A la par, gobiernos y voceros constructores de falsa realidad vuelven a presentarnos al estado salvador. Otra vez, como en la crisis de hace 10 años, vienen a confundir la realidad para mantenerse a flote, contraponiendo estado a mercado y volviendo a allanar el camino de la antipolítica parlamentaria para recoger los frutos de la verdadera política – la que se hace desde abajo y fuera de la institución.
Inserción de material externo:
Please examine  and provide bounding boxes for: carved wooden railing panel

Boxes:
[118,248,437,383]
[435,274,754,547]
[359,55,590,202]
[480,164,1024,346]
Desde la aparición del liberalismo económico y la identificación de la economía con la física, el bien común o el adecuado desarrollo de las sociedades dependen de la aplicación de “leyes naturales”. La decisión política entendida como la acción humana no funda ni rige los principios sociales. Las leyes naturales “mandan” y la política habrá de limitarse a administrar las consecuencias de esas leyes. Las leyes del mercado son el verdadero principio social y funcionan en dos planos: uno natural en el que se hallaría la producción y otro, el de la distribución, que depende de las decisiones de la institución.

En ese escenario, todo lo que el más loco de los “progresismos” puede atreverse a hacer es garantizar que la organización social no entorpezca las leyes naturales de producción de riqueza y regir la distribución desde las instituciones. Su línea roja está en la defensa a ultranza de la propiedad privada como origen de un capital que, según sus beatos, “crea la riqueza”.
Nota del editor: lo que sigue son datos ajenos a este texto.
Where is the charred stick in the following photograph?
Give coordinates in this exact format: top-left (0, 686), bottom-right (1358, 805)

Estado y mercado – con sus instituciones y formas de gobierno – son parte de un todo interdependiente. Con ellos solo vale la ruptura absoluta. La presunta oposición entre estado y mercado es una oposición falsa e interesada que realimenta el sistema.

Como se vio en la crisis de 2008, de nada sirve proveer al estado con los mejores gestores de los movimientos sociales – hoy en el mismísimo gabinete de gobierno. Como se ha visto en los últimos 200 años de sufragio universal, el enésimo partido definitivo, el del auténtico cambio, esta vez “democrático de verdad”, bueno y honesto, envía a las personas a trabajar para producir mercancías inútiles o al menos no aptas para las necesidades vitales del momento, a sabiendas de que el coste puede consistir en varios miles de vidas. ¿Será que el problema no es el nombre que coloquemos en el sillón?